If you think about the sheer volume of Backups... Let's say there's 30 million iOS5 users (who have downloaded and updated to iOS5) times an average of 10GB per backup... That's an insane amount of data to be thrown at Apple at once...
I'm hoping the reason is that they're staggering the inflow of data. I don't know of another time in history that this much data has been sent towards a company, it's usually streamed from it.
The backups should be less than 10Gb for almost everyone - remember, all the apps and music are already stored on Apple's end, it's just your personal data, photos etc being backed up - but yes, even at 1 Gb each and 1m users trying to enable it so far, that's a whole petabyte of data hitting them ... enough to max out an OC-192 connection for about two weeks. Must make for some interesting traffic graphs!
The downloads will have been even greater traffic - that all gets cached and load-balanced by Akamai, so the thirty petabytes of download traffic was "only" a few terabytes downloaded from each of 10,000 servers, but even there Apple's servers managed to break quite badly for a while last night.
On top of all that, presumably they're migrating a lot of data from MobileMe over to the new iCloud systems right now, which won't help the load.

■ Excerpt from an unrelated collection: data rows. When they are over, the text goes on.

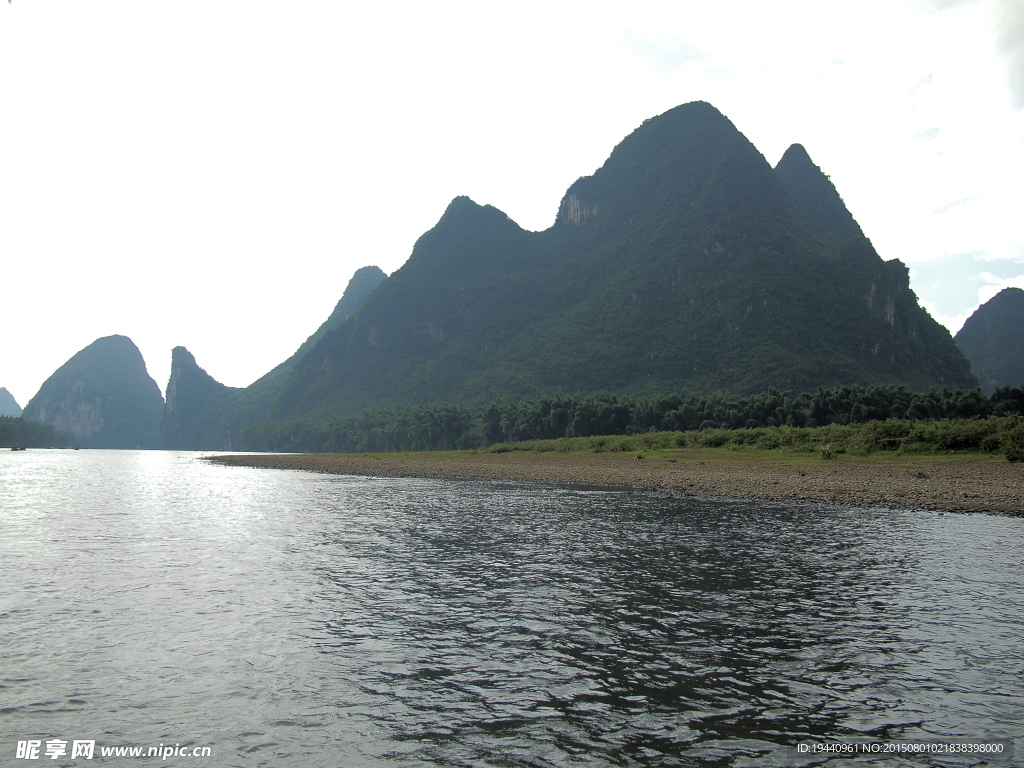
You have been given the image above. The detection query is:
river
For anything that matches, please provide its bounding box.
[0,451,1024,768]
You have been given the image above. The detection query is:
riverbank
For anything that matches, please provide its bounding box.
[209,449,1024,515]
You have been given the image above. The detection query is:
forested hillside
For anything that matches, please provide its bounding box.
[956,288,1024,392]
[270,102,976,422]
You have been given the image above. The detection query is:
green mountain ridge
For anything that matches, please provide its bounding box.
[160,266,387,450]
[956,288,1024,394]
[270,102,975,422]
[22,336,164,449]
[0,387,22,417]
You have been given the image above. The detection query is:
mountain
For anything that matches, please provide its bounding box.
[160,347,244,451]
[22,336,164,449]
[775,144,864,247]
[0,387,22,416]
[270,102,976,422]
[160,266,387,451]
[956,288,1024,393]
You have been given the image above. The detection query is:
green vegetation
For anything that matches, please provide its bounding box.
[160,266,387,450]
[0,416,76,449]
[235,387,1024,461]
[160,347,243,451]
[485,415,1024,462]
[0,387,22,416]
[22,336,164,449]
[956,288,1024,392]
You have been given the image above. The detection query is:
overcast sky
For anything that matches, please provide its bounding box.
[0,0,1024,406]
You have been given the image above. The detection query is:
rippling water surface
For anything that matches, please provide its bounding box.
[0,451,1024,768]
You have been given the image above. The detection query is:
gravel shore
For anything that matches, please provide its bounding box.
[209,451,1024,515]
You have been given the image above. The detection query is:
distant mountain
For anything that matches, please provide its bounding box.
[270,102,976,423]
[0,387,22,416]
[161,266,387,451]
[22,336,164,449]
[160,347,245,451]
[775,144,864,247]
[956,288,1024,393]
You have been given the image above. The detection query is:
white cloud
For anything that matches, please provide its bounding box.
[0,0,1024,403]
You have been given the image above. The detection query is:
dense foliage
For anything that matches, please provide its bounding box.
[270,103,976,423]
[242,387,1024,453]
[161,266,387,450]
[956,288,1024,392]
[0,416,75,449]
[22,336,164,449]
[487,414,1024,462]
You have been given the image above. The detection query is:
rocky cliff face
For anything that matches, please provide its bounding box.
[0,387,22,417]
[22,336,164,449]
[161,266,387,451]
[956,288,1024,393]
[160,347,243,451]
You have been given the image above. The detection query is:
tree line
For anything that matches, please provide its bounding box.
[241,386,1024,453]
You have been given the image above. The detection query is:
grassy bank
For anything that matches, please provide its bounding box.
[482,415,1024,462]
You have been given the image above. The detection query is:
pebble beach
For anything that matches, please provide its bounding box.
[208,450,1024,515]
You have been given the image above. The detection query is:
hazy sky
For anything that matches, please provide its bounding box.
[0,0,1024,406]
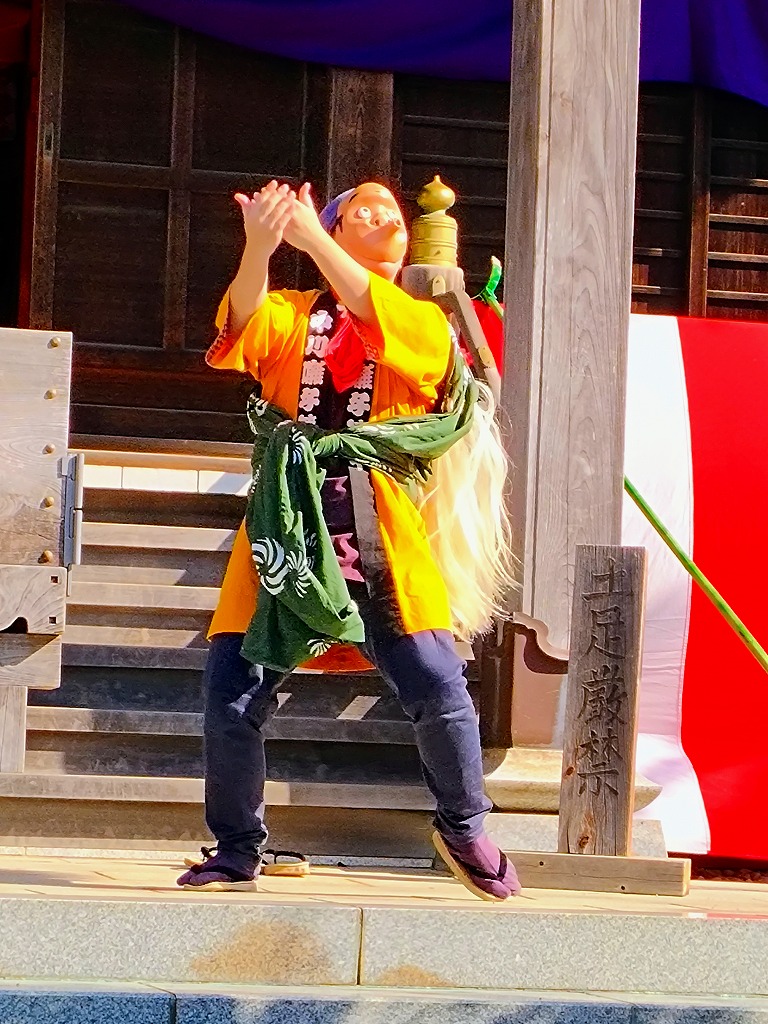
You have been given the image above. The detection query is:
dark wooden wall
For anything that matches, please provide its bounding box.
[20,0,768,440]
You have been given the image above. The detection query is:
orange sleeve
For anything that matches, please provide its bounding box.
[206,289,317,378]
[354,273,452,401]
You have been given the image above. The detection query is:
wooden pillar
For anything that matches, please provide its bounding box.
[325,68,393,199]
[502,0,640,647]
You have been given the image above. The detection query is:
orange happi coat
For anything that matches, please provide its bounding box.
[206,274,452,671]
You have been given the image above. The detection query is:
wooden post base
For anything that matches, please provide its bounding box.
[506,851,690,896]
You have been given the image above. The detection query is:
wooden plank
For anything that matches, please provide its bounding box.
[0,686,27,772]
[0,328,72,565]
[163,31,196,349]
[0,565,67,634]
[29,0,65,330]
[687,88,712,316]
[69,574,219,611]
[0,633,61,690]
[83,522,236,551]
[502,0,640,647]
[506,850,690,896]
[326,68,393,197]
[558,545,646,856]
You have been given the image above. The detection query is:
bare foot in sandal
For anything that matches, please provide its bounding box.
[432,831,522,902]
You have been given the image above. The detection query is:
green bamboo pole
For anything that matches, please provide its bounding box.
[624,476,768,672]
[478,268,768,672]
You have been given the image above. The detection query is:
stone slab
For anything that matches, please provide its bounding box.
[0,901,360,987]
[175,988,633,1024]
[167,985,768,1024]
[360,909,768,995]
[0,981,768,1024]
[0,981,175,1024]
[485,811,667,857]
[482,746,662,814]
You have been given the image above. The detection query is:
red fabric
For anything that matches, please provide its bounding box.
[326,313,366,392]
[472,299,504,373]
[678,318,768,859]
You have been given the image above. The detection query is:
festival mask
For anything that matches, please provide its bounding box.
[321,181,408,276]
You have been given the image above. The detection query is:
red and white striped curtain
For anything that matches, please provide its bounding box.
[623,315,768,859]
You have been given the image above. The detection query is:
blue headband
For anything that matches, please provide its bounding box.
[319,188,354,234]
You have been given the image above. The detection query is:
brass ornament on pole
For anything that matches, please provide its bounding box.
[411,174,459,266]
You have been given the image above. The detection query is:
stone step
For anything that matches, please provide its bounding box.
[83,521,237,551]
[68,577,219,613]
[25,723,421,778]
[27,695,421,745]
[0,857,768,999]
[0,772,434,811]
[0,981,768,1024]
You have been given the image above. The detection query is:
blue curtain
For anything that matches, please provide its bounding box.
[125,0,768,105]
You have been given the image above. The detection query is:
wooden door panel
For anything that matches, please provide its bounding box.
[193,37,306,178]
[60,2,175,167]
[53,182,168,348]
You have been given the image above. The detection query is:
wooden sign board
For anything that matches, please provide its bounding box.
[558,545,646,856]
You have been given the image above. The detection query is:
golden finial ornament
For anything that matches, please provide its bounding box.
[411,174,459,266]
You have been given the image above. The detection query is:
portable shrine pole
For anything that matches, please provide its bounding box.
[502,0,640,647]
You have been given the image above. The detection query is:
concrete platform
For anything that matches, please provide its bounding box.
[0,855,768,999]
[0,982,768,1024]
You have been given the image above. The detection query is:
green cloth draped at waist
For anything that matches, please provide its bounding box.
[242,350,477,672]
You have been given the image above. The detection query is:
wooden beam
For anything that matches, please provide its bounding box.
[29,0,65,331]
[502,0,640,647]
[163,29,196,348]
[687,89,712,316]
[507,851,690,896]
[326,68,393,198]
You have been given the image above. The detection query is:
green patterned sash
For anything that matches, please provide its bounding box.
[243,349,477,672]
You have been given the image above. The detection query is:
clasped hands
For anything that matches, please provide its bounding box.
[234,181,326,256]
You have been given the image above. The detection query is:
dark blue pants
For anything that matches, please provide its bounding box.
[204,606,492,858]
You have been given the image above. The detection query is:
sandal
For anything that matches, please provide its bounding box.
[432,831,521,903]
[184,846,309,879]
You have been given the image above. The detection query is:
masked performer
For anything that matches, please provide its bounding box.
[178,182,519,900]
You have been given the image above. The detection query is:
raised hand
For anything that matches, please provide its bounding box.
[284,182,328,252]
[234,181,297,257]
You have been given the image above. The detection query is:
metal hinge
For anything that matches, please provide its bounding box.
[62,452,85,594]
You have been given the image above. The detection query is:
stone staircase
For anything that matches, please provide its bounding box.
[0,436,483,858]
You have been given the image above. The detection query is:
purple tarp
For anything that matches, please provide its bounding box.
[120,0,768,105]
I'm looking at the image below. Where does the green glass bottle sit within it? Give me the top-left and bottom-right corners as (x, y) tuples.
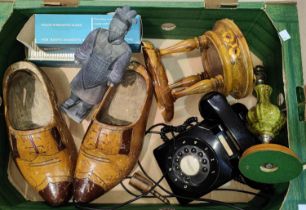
(247, 84), (286, 143)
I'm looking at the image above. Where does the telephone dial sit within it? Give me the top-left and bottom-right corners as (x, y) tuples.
(154, 92), (259, 204)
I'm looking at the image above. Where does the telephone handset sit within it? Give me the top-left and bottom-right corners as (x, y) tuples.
(154, 92), (259, 204)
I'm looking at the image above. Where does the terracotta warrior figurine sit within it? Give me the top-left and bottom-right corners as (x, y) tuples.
(61, 6), (136, 123)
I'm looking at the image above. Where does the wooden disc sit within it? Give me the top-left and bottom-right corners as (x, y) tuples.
(239, 144), (303, 184)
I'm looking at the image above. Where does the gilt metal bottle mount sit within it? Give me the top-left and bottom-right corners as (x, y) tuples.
(239, 67), (302, 184)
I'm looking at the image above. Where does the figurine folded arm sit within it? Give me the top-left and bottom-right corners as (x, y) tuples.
(74, 29), (99, 65)
(107, 50), (132, 86)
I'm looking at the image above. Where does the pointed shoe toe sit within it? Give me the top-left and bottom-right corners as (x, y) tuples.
(3, 61), (76, 206)
(39, 181), (73, 206)
(73, 178), (105, 204)
(74, 62), (152, 202)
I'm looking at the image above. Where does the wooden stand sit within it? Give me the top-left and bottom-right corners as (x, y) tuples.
(142, 19), (253, 121)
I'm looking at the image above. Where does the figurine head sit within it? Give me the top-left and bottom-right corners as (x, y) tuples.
(108, 6), (137, 42)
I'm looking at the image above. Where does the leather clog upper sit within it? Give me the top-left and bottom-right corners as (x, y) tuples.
(74, 62), (152, 203)
(3, 61), (76, 206)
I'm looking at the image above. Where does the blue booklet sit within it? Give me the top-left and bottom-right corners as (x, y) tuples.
(35, 14), (142, 52)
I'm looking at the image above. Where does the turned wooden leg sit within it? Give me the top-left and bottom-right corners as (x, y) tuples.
(172, 75), (223, 100)
(159, 35), (207, 56)
(169, 72), (209, 90)
(142, 41), (174, 122)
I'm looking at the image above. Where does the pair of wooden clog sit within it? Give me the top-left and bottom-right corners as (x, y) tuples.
(3, 61), (152, 206)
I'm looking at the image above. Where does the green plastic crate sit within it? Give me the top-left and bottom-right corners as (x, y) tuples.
(0, 0), (306, 210)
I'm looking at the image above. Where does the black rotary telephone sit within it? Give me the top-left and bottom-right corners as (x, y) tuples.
(154, 92), (259, 204)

The "Lion recovery" update broke my MBP to the point of having to reinstall - which is fortunately very very simple now, but still takes about two hours of waiting and downloading - and iOS 5 failed to install the first ten times I tried, but worked first time this morning, presumably because the initial surge of requests was cleared. I imagine iCloud backup will be much the same: tonight or tomorrow, it'll start working fine.